Os ataques contínuos do Estado Islâmico de Moçambique (EIM) na província de Cabo Delgado, no norte do país, estão forçando centenas de milhares de famílias a abandonar suas casas, agravando uma crise humanitária que já dura quase uma década. Pelo menos 300 mil pessoas foram deslocadas pela violência jihadista desde julho, incluindo mais de 100 mil após uma série de ataques no final do ano passado. O aumento dos deslocamentos obrigou muitas famílias a fugir de distritos anteriormente considerados relativamente seguros, sobrecarregando ainda mais as operações humanitárias em centros de reassentamento que já operam acima da sua capacidade. Os dados do Armed Conflict Location and Event Data (ACLED) apontam para um número de mortos de 6.418 desde 2017, devido à insurgência. Somente na última semana de janeiro e na primeira semana de fevereiro, foram registrados oito “eventos de violência política”, incluindo confrontos entre o ISM e as forças de segurança nos distritos de Mocímboa da Praia e Macomia. Mas além do número de mortos, há o profundo deslocamento social e econômico. Desde 2017, quando o conflito começou, 1,3 milhão de pessoas foram deslocadas em Cabo Delgado, segundo as autoridades provinciais.

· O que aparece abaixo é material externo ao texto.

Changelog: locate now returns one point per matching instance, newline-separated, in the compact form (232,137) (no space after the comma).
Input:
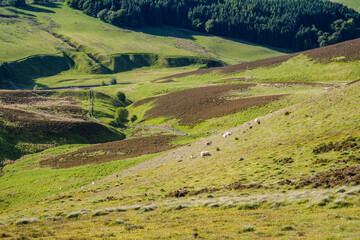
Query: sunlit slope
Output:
(293,162)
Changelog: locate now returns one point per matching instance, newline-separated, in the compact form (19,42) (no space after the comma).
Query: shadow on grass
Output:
(34,8)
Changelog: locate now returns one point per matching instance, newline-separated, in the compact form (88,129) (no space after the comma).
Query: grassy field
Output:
(55,28)
(293,173)
(131,202)
(19,32)
(231,51)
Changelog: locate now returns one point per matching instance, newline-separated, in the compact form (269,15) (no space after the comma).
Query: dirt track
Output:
(112,151)
(341,52)
(194,105)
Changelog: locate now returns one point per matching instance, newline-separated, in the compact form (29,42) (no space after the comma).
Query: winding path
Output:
(166,129)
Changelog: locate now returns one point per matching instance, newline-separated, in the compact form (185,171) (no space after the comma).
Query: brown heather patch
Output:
(194,105)
(112,151)
(349,143)
(343,176)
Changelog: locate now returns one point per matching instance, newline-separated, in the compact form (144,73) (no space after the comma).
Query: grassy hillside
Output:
(96,47)
(287,173)
(350,3)
(289,169)
(32,121)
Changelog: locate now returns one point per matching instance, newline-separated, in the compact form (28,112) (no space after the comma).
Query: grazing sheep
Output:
(205,153)
(227,134)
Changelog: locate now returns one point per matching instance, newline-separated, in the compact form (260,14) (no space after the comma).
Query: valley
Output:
(162,132)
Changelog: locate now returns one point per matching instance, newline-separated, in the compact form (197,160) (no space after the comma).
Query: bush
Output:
(133,118)
(121,116)
(113,81)
(121,96)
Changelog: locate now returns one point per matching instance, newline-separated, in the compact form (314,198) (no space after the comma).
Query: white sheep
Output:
(205,153)
(227,134)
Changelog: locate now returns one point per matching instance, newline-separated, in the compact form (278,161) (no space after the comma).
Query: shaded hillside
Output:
(297,25)
(32,121)
(284,177)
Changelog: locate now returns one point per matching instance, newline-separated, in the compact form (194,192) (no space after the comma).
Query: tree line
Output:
(292,24)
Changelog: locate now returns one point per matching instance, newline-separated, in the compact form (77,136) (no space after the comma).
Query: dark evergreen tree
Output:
(295,24)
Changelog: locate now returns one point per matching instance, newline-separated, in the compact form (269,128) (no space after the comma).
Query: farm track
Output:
(341,52)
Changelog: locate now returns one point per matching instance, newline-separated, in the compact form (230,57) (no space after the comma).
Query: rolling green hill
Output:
(90,46)
(296,163)
(266,148)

Embora mais de 661.000 tenham retornado voluntariamente para suas casas, quase 429.000 permanecem em 57 campos de deslocados, enquanto muitas outras se estabeleceram com familiares e amigos.O custo humanitário

No distrito de Chiúre e na capital provincial, Pemba, as famílias falam de perdas, medo constante e crescente dificuldade em garantir comida, abrigo e proteção. No campo de reassentamento de Megaruma, em Chiúre, a incerteza domina o cotidiano. Maria Ali (nome fictício) foi deslocada do distrito de Macomia após uma série de ataques no início de dezembro. “Saímos à noite sem nada além da roupa do corpo”, disse ela ao The New Humanitarian. “As crianças choravam e não sabiam para onde íamos. Aqui estamos vivos, mas a vida é muito difícil.” A assistência humanitária é irregular e insuficiente. “Às vezes, ficamos dois ou três dias sem receber farinha”, disse ela. “Quando chega, não é suficiente para todos. Não há trabalho e não temos como sustentar nossos filhos.” João Mussa, um agricultor que perdeu suas terras devido ao conflito, disse que o medo o acompanha até mesmo no campo de deslocados. “Até aqui, dormimos com medo”, explicou. “Ouvimos rumores de ataques e não sabemos por quanto tempo estaremos seguros.” A superlotação, acrescentou, está piorando as condições de saúde e sociais. “Muita gente amontoada em um espaço pequeno”, disse Mussa. “As crianças adoecem com facilidade e o posto de saúde fica longe.” o campo de reassentamento de Maringanha, nos arredores de Pemba, a segurança é relativamente estável, mas os desafios humanitários continuam graves. Amina Saide, deslocada do distrito de Muidumbe, disse que a cidade oferece uma sensação de proteção, mas pouco faz para aliviar seu trauma. “Aqui não ouvimos tiros, mas carregamos tudo o que vimos”, observou ela. “Perdemos parentes e nossas casas. Isso não sai da nossa cabeça.” Muitas famílias dependem quase que inteiramente de ajuda externa. “Sem o apoio de organizações, não conseguimos sobreviver. Não temos terra para cultivar e o custo de vida em Pemba é alto”, disse Saide. Ela teme que a redução da assistência humanitária possa empurrar as famílias de volta para áreas instáveis, “porque a vida aqui também é muito difícil”.
Um impasse militar
Apesar de anos de operações de contra-insurgência, o conflito não mostra sinais de resolução.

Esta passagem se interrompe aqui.